Harald and Sonja’s portion of the bejeweled inheritance included the grand diamond and pearl tiara that Maud received as a wedding gift. It quickly became one of Sonja’s favorite pieces, worn during her tenure as Crown Princess of Norway and then, after 1991, as Queen of Norway. Above, she wears the tiara (plus the Drapers’ Company Brooch, another of Maud’s wedding gifts) for a dinner in Oslo aboard the royal yacht Britannia, hosted by Queen Elizabeth II and the Duke of Edinburgh, in May 1981. (Elizabeth wears several familiar pieces here as well: the Girls of Great Britain & Ireland Tiara, the Greville Chandelier Earrings, the Diamond Festoon Necklace, and Queen Mary’s Lover’s Knot Brooch.)
And then, in 1995, tragedy struck.

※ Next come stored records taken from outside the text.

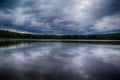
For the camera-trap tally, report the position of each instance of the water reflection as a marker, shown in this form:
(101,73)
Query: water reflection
(60,61)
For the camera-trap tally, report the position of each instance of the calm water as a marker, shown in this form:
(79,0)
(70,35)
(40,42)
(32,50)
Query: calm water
(59,61)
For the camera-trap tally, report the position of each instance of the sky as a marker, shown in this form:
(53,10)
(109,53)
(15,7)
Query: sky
(60,16)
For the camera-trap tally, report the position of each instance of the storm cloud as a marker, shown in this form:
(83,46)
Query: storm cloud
(61,16)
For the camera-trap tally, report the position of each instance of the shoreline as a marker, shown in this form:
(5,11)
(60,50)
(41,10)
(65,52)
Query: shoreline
(69,40)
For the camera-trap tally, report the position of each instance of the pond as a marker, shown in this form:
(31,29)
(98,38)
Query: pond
(59,61)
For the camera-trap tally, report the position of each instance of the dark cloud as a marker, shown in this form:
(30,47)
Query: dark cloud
(60,16)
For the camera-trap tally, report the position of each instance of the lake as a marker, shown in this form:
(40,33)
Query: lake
(59,61)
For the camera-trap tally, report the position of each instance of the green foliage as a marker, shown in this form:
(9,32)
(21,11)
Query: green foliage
(15,35)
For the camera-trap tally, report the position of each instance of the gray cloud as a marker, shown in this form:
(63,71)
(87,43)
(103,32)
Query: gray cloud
(59,16)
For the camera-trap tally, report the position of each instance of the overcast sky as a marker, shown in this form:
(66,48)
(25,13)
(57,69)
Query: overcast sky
(60,16)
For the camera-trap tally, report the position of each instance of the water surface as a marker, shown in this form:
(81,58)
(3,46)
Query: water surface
(59,61)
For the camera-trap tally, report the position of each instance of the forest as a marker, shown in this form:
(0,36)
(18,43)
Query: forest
(4,34)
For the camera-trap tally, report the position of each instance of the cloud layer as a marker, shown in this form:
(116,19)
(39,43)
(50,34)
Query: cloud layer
(61,16)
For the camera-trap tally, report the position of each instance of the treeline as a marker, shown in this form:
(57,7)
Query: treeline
(15,35)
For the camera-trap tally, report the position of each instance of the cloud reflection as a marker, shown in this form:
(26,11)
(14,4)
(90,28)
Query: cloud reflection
(61,61)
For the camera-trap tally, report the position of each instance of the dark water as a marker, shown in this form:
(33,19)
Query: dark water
(59,61)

The Norwegian royal family sent several pieces of jewelry to Garrard in London to be cleaned. Queen Maud’s Pearl Tiara was one of the jewels that had been sent to Regent Street to be professionally maintained, along with at least two of Queen Sonja’s brooches. The employees at Garrard finished the cleaning process, and on Sunday, February 6, they were preparing to send the jewels back to Norway. A pair of security guards, acting as couriers, arrived at the Regent Street location to pick up the jewels and return with them to Oslo on a flight out of Heathrow.
But the movements of the couriers had apparently been closely tracked. At 10:25 in the morning, as the two arrived at the firm’s headquarters, a trio of thieves were hot on their heels. One of the men, dressed as a police officer, pulled up on a motorcycle. Armed with a gun, he followed the couriers into the shop and convinced guards working on the premises to allow him, plus his two accomplices, inside. The trick worked. The team of robbers bound and gagged the guards, stole their keys, and took possession of the jewels. As the thieves fled with the tiara and four more pieces of jewelry, including Sonja’s brooches and two pieces belonging to Garrard, they reportedly destroyed security video tapes and smashed a camera over the building’s entrance.

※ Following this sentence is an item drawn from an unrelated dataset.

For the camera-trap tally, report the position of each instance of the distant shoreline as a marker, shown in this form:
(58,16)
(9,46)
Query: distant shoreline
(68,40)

Twenty minutes after the thieves had entered the building, a silent alarm inside was triggered. Scotland Yard officers quickly responded, but in the chaos of the moment, there was confusion about precisely what had happened. When police arrived to free the guards, they were told that some of the thieves might still be inside the building—possibly the man who had been carrying a firearm. In response, Commander Tony Rowe authorized a major operation to try to protect the public, sending in several teams of armed Scotland Yard officers and fencing off a four-block radius around Garrard. A six-hour standoff ensued, with officers hustling members of the public away from the area.
Eventually, though, everyone realized that the thieves had gotten away, jewelry in hand. Afterward, Rowe was grilled by journalists about the decision to mount such a disruptive operation in the middle of one of the world’s busiest cities. He stated, “My officers were properly cautious. We could have gone in there, we could have strolled around, we could have come out and said everything was alright. But they still could have been in there hiding.” For Rowe, the extreme caution was more than worth it. “We regret the inconvenience to a lot of people,” he added, “[but] I would be gravely embarrassed if the people had escaped through our lack of interest, lack of awareness or lack of professionalism. I would be gravely embarrassed if a member of the public or one of my police officers got shot because we were careless about what we did.”
Queen Maud’s tiara was never seen again. To atone for the loss, Garrard made a replica version of the original Carrington tiara for the Norwegian royals. That’s the tiara that Queen Sonja still wears regularly today, most recently for the Golden Jubilee celebrations in Denmark. The smaller setting of the tiara has also been worn by Crown Princess Mette-Marit and Princess Märtha Louise. It’s not quite the same as having a century-old tiara in your jewelry box, but given the circumstances of the original tiara’s vanishing act, it’s just about the next best thing.